The U.S. Treasury Department created a ripple in the fabric of the financial universe Jan. 1 by terminating the U.S. tax treaty with Hungary.
The move eliminated an agreement that's been helping to simplify and reduce taxes for individuals and companies with ties both to Hungary and the United States since 1979.
The Biden administration canceled the agreement because of concerns about Hungary's opposition to a global minimum tax rate, over the objections of Rep. Kevin Brady, R-Texas, and two other Republican members of Congress.
What it means: Clients may need extra attention if they earn income outside the United States, have assets outside the United States, have children studying outside the United States or dream about retiring overseas.
That could be a lot of people.
Tax treaties: The United States has negotiated dozens of tax treaties to help people and companies with cross-border lives manage their finances.
The number of people directly affected by the tax treaty with Hungary is not available, but all of the treaties combined may affect about 1.5% of U.S. citizens and about 14% of the people living in the United States.
The United States is home to about 45 million people born outside the country, and the Association of Americans Resident Overseas estimates that at least 5.4 million Americans live abroad.
The most recent Internal Revenue Service international tax return figures available, for 2016, show that about 482,000 taxpayers used Internal Revenue Service Form 2555: Sources of Income, Deductions, Tax Items, and Foreign-Earned Income and Exclusions that year to report non-U.S. income and take advantage of an exclusion for foreign-earned income
What advisors should know: Here are four other things that agents and advisors who work with individual clients should know about the termination of the tax treaty with Hungary.
1. Tax treaties are usually separate from the agreements that govern Social Security benefits and public retirement benefits programs in other countries.

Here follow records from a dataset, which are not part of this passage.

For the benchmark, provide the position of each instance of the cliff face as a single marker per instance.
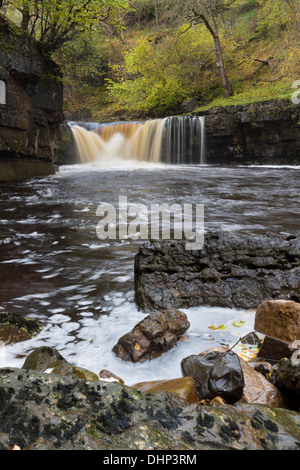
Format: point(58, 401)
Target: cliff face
point(258, 133)
point(31, 103)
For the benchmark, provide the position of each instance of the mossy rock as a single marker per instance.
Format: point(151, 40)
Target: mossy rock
point(15, 328)
point(44, 358)
point(75, 372)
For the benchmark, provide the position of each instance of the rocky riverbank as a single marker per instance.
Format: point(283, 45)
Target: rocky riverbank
point(232, 270)
point(266, 132)
point(221, 402)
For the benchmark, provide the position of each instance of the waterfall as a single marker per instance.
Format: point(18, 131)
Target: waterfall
point(172, 140)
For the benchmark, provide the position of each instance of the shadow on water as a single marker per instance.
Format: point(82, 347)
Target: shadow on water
point(55, 268)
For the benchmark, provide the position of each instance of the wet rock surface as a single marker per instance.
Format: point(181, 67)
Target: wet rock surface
point(217, 373)
point(45, 411)
point(279, 319)
point(257, 133)
point(231, 270)
point(155, 334)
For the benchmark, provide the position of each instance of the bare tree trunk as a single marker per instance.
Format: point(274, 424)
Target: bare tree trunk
point(25, 17)
point(213, 29)
point(156, 2)
point(221, 67)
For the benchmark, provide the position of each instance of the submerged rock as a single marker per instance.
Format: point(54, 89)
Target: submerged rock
point(44, 358)
point(231, 270)
point(217, 373)
point(184, 387)
point(287, 375)
point(155, 334)
point(48, 412)
point(15, 328)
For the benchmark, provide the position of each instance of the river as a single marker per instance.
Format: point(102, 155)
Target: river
point(54, 267)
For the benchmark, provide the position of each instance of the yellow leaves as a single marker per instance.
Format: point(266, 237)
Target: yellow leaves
point(220, 327)
point(236, 324)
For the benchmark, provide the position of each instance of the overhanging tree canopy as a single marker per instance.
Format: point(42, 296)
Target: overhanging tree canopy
point(53, 23)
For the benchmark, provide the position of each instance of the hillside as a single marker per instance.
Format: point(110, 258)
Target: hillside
point(158, 60)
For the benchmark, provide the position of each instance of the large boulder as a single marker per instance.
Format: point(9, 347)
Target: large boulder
point(41, 411)
point(155, 334)
point(279, 319)
point(184, 387)
point(231, 270)
point(217, 373)
point(258, 389)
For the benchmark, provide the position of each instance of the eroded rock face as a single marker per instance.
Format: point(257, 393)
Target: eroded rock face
point(155, 334)
point(217, 373)
point(48, 412)
point(279, 319)
point(232, 270)
point(30, 108)
point(287, 375)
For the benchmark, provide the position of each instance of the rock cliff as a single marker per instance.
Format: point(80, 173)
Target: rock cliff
point(258, 133)
point(31, 103)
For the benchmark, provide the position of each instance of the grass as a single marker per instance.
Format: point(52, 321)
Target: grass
point(256, 93)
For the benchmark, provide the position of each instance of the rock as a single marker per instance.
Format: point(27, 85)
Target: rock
point(74, 371)
point(44, 358)
point(190, 105)
point(155, 334)
point(244, 271)
point(279, 319)
point(272, 349)
point(287, 375)
point(217, 373)
point(184, 387)
point(258, 389)
point(105, 374)
point(15, 328)
point(45, 411)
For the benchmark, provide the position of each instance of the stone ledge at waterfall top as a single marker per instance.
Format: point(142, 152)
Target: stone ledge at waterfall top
point(258, 133)
point(49, 412)
point(232, 270)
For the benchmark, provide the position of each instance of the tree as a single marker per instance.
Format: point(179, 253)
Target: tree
point(53, 23)
point(207, 12)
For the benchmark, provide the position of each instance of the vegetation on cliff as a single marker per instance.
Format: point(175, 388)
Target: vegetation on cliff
point(144, 58)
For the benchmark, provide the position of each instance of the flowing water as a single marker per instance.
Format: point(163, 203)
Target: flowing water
point(54, 268)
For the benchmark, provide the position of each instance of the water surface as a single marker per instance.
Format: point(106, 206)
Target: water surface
point(53, 266)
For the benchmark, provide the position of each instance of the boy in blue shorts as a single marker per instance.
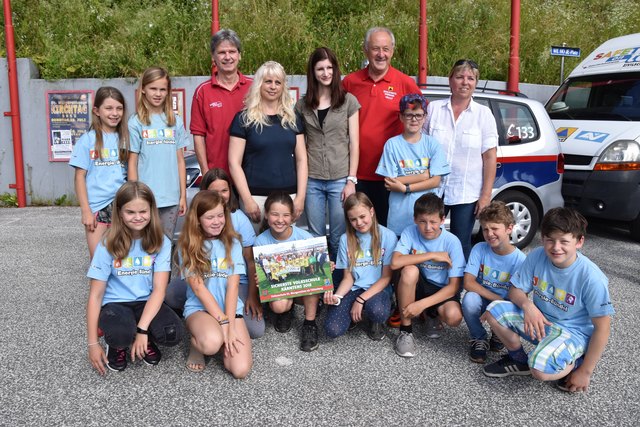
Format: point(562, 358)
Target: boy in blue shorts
point(432, 266)
point(486, 277)
point(412, 163)
point(569, 318)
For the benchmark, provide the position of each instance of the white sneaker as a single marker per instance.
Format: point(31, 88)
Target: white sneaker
point(405, 345)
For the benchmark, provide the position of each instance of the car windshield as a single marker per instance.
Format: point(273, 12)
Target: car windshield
point(601, 97)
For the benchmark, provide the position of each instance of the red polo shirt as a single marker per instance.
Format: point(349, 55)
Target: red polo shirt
point(212, 111)
point(379, 120)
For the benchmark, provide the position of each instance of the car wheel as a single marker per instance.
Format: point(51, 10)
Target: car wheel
point(525, 212)
point(634, 228)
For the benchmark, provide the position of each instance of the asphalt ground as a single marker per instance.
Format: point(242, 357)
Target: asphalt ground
point(46, 379)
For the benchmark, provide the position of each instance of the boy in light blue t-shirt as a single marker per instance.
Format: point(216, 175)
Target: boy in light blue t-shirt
point(432, 265)
point(569, 318)
point(412, 163)
point(486, 277)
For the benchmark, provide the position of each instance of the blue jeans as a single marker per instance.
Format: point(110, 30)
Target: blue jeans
point(462, 220)
point(473, 306)
point(320, 194)
point(377, 309)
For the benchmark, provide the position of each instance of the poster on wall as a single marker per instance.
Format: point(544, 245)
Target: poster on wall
point(69, 116)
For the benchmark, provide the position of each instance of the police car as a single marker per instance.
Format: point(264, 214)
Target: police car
point(529, 165)
point(596, 112)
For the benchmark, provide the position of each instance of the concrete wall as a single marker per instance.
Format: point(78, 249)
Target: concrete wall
point(45, 180)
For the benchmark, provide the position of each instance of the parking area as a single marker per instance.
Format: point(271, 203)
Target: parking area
point(45, 378)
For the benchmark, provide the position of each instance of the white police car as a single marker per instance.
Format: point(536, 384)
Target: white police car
point(529, 167)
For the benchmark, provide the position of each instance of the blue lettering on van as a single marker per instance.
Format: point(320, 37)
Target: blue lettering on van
point(593, 136)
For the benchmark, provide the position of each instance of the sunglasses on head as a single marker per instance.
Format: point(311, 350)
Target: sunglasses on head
point(468, 62)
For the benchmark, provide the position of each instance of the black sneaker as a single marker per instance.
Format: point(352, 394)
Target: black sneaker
point(153, 355)
point(506, 367)
point(376, 331)
point(309, 338)
point(284, 321)
point(478, 351)
point(495, 344)
point(117, 358)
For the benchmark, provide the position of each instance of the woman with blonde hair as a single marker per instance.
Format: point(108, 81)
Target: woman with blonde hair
point(266, 148)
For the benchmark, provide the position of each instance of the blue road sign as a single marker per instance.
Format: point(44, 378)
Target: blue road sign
point(565, 51)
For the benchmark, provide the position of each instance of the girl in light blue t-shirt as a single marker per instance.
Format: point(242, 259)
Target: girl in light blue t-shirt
point(99, 158)
point(211, 261)
point(157, 140)
point(365, 252)
point(129, 275)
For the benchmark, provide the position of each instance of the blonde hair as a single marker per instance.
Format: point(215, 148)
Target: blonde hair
point(118, 238)
point(253, 114)
point(353, 243)
point(195, 259)
point(149, 76)
point(102, 94)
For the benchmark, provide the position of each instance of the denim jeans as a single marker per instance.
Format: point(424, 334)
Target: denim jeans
point(473, 306)
point(320, 194)
point(462, 221)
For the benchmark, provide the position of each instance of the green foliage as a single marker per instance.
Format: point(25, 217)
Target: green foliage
point(9, 200)
point(120, 38)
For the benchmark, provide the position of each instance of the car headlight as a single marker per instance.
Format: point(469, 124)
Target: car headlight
point(621, 155)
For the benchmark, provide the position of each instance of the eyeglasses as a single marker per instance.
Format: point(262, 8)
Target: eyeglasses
point(468, 62)
point(416, 117)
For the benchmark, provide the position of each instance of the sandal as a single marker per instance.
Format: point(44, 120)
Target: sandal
point(195, 361)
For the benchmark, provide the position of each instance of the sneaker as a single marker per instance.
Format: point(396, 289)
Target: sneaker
point(117, 358)
point(309, 339)
point(478, 351)
point(376, 331)
point(405, 345)
point(506, 367)
point(434, 328)
point(284, 321)
point(153, 355)
point(495, 344)
point(394, 320)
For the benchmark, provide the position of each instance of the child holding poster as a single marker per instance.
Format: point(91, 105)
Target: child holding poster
point(211, 261)
point(99, 158)
point(279, 214)
point(157, 140)
point(365, 252)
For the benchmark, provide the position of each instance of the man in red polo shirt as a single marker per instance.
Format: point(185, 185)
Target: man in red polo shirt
point(378, 88)
point(216, 102)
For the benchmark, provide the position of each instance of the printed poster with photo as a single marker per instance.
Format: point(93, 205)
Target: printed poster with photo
point(293, 269)
point(69, 117)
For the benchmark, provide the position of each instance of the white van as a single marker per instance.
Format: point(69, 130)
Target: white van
point(596, 113)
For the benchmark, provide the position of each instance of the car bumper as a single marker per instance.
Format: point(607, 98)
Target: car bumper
point(613, 195)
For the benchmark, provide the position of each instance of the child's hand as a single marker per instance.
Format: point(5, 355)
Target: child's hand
point(578, 380)
point(411, 311)
point(442, 257)
point(534, 321)
point(98, 358)
point(253, 308)
point(139, 347)
point(89, 221)
point(392, 184)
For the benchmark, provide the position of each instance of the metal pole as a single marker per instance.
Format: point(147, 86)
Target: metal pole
point(15, 106)
point(422, 55)
point(514, 48)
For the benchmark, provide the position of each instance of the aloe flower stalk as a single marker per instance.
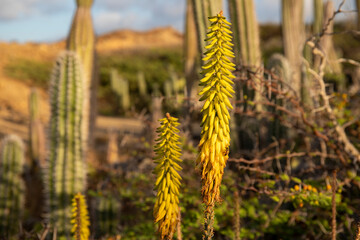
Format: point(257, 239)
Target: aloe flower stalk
point(80, 218)
point(166, 209)
point(215, 134)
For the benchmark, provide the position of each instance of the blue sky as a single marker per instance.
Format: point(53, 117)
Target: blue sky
point(49, 20)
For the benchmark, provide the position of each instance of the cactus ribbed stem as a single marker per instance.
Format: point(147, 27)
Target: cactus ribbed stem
point(36, 130)
point(80, 218)
point(11, 186)
point(202, 10)
point(66, 173)
point(215, 134)
point(168, 153)
point(81, 40)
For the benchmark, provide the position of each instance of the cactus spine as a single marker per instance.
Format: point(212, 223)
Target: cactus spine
point(121, 88)
point(81, 40)
point(215, 134)
point(80, 218)
point(11, 185)
point(168, 153)
point(293, 31)
point(36, 131)
point(66, 173)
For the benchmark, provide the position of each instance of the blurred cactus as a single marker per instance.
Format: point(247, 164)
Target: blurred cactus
point(66, 174)
point(246, 33)
point(36, 130)
point(293, 30)
point(121, 87)
point(11, 186)
point(318, 16)
point(281, 67)
point(107, 214)
point(142, 84)
point(202, 10)
point(80, 218)
point(191, 51)
point(326, 45)
point(112, 155)
point(81, 40)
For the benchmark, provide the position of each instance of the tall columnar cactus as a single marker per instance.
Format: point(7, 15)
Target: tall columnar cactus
point(121, 87)
point(11, 186)
point(293, 36)
point(66, 174)
point(215, 134)
point(202, 10)
point(81, 40)
point(80, 218)
point(36, 131)
point(168, 153)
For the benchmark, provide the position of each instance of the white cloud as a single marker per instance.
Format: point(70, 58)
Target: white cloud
point(15, 9)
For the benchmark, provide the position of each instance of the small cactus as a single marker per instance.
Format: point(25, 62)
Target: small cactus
point(80, 218)
point(168, 153)
point(65, 173)
point(11, 185)
point(107, 214)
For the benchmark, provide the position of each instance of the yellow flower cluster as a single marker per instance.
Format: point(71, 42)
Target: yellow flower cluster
point(166, 209)
point(80, 218)
point(215, 134)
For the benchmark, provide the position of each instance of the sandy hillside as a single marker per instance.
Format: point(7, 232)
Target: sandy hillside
point(14, 94)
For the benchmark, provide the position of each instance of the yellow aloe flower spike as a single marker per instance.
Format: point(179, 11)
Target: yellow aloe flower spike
point(215, 134)
point(80, 218)
point(166, 209)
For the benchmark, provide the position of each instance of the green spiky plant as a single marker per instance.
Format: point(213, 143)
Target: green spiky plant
point(36, 130)
point(80, 218)
point(215, 134)
point(81, 40)
point(202, 10)
point(121, 87)
point(11, 186)
point(168, 153)
point(66, 170)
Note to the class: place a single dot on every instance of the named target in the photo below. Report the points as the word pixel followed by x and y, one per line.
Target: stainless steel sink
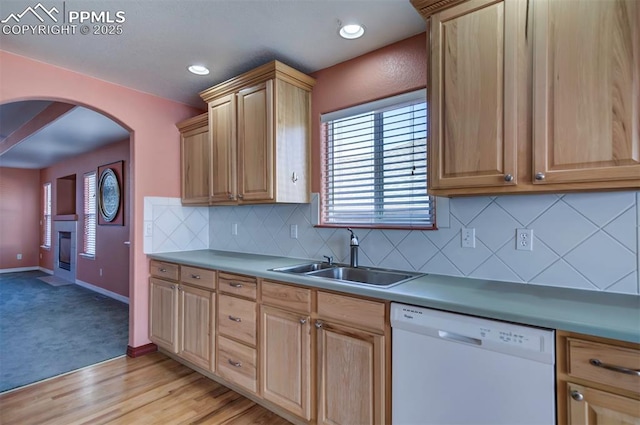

Totalization agreements govern how the U.S. government and other governments treat workers who have ties to two or more countries.
The U.S. totalization agreement with Hungary is still in effect, meaning that the end of the tax treaty with Hungary will not affect workers' ability to earn and collect Social Security benefits in the United States or equivalent benefits in Hungary.
The Social Security Administration notes that the totalization agreement with Hungary covers unemployment insurance and health insurance as well as retirement benefits.
2. The termination of the U.S. treaty with Hungary could affect clients with ties to Hungary who earn dividends, interest or real estate rentals in the United States.